Digital FoundryHow does the AI change/adapt to cope with more than one human player in the co-op mode?
Max Dyckhoff

As Chris said earlier, this is all done by tweaking the data parameters for characters. From an engineering point of view it is actually completely transparent; we just have a system that reads in what data parameters should be used for our behaviours, perception, etc., and the system just reads it from a different location if we are currently playing co-op. The skull system actually works the same way; the "Tough Luck" skull just applies some scalers to some of the parameters (grenade dive chance, etc), and the behaviours read that in and suddenly get super lucky.

Digital FoundryFinally, can you go into depth on your process on polishing the game? There's a perception that you spend months on refining your games before they eventually go gold. Is that a myth or is it something you consider essential and build into your process?
Chris Opdahl

There are two pretty key elements that go into the polishing phase of the game. One, we start focus-testing very early (over six months before we submit for final testing), and two, we cut features and elements viciously and early. If we add a new element late in the development cycle, the designers likely won't have enough time to fully react to it and make it fit nicely into the game.

Regarding focus testing, we do roughly monthly focus tests more than six months before we submit. During the early tests we are checking to see how often the player is getting lost, and do they understand the goals and direction of the mission. How long are they spending in spaces and how long does it take to get through the entire mission? Then, as the game progresses, we start to add more representative encounters that can help to determine difficulty and challenge.

Those kinds of choices will lead to encounters being rethought or changed to make them more or less challenging. This is also when we start to react to how the players are playing. Are they sitting on this one sniper spot and killing everyone? Well then, we should have the AI have a plan to react to that behavior, or block off that sniper spot from being so dominant. Are they finding the power weapons? If not, maybe we should increase the lighting near the weapons, or move them to a better spot.

Then in the last couple of months we are able to really test the pacing and balance of the missions. One of the things we saw in Reach was that people were routinely dying from Plasma Pistol shots. The goal for Plasma Pistols is that they are "spammy" but should not be the most dangerous weapon in the game (since so many enemies use them, and those enemies are low-level). From that feedback we ended up slowing down the Plasma Pistol shots (when AI shoot them, not when the player shoots them) about 15 per cent.

This ended up causing far fewer deaths from them, since players were dying from them while running away, and since they shot slower projectiles, the player was more likely to reach cover before being killed. It did not actually make the encounters easier (we saw similar numbers of deaths) - they simply died from the weapons we expected them to die from.

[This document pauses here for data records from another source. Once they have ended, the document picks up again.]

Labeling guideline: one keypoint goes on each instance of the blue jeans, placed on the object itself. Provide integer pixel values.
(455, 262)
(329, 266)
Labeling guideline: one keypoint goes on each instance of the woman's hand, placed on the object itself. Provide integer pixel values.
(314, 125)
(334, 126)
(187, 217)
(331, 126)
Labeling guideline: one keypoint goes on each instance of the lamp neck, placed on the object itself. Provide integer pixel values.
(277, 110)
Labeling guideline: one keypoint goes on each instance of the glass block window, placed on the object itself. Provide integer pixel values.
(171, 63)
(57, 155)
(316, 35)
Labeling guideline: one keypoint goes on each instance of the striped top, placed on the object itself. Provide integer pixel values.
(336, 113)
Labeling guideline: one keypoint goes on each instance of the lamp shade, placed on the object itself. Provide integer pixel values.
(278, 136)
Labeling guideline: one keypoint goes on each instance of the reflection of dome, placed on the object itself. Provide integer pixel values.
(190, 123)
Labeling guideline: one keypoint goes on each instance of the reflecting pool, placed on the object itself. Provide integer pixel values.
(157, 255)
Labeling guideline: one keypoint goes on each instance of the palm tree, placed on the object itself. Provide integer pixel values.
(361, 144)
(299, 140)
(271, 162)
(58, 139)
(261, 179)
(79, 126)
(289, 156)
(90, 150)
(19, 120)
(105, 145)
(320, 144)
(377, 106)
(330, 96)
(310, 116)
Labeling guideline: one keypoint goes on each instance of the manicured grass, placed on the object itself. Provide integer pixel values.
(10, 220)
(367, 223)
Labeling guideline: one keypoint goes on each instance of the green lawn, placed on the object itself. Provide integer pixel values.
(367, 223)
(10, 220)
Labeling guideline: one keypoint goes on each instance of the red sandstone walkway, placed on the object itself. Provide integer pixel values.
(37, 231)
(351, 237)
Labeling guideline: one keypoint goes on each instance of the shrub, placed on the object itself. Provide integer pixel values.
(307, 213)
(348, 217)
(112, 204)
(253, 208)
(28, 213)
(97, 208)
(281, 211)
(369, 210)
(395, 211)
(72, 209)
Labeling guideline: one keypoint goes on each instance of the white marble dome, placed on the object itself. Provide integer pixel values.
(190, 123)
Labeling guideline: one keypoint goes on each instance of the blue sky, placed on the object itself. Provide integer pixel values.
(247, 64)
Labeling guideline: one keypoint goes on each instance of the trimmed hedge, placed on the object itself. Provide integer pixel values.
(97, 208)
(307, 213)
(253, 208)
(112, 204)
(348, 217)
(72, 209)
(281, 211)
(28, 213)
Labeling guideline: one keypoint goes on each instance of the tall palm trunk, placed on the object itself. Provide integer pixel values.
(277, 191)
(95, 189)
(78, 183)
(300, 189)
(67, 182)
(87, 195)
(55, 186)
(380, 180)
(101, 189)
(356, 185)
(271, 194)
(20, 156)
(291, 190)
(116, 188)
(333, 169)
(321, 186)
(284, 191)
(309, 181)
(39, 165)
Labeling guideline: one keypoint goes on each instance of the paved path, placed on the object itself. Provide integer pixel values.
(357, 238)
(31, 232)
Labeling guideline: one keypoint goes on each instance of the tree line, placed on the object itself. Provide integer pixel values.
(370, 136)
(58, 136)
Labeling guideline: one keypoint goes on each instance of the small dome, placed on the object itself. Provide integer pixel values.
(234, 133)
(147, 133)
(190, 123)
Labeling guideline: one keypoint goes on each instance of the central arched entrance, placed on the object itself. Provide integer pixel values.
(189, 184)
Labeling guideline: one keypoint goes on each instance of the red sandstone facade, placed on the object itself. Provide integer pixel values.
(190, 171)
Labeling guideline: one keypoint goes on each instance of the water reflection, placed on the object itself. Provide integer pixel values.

I don't think it is a myth to say we spend months and months polishing our games, but the impression as to what polishing entails is probably a myth. Polishing does not imply that the game is done and able to go into the box, and we are only agonising about changing this squad from three Grunts and an Elite to four Grunts and an Elite. We definitely make those kinds of decisions, but while that is happening artists are making major changes to the portals of a level to get the game to meet performance expectations, and network engineers are squashing out-of-sync bugs from the Assassination system, and the cinematics team is getting their final cuts. Big changes are going in up until the last month or so, and while that happens, we are spending a ton of time polishing all of the details.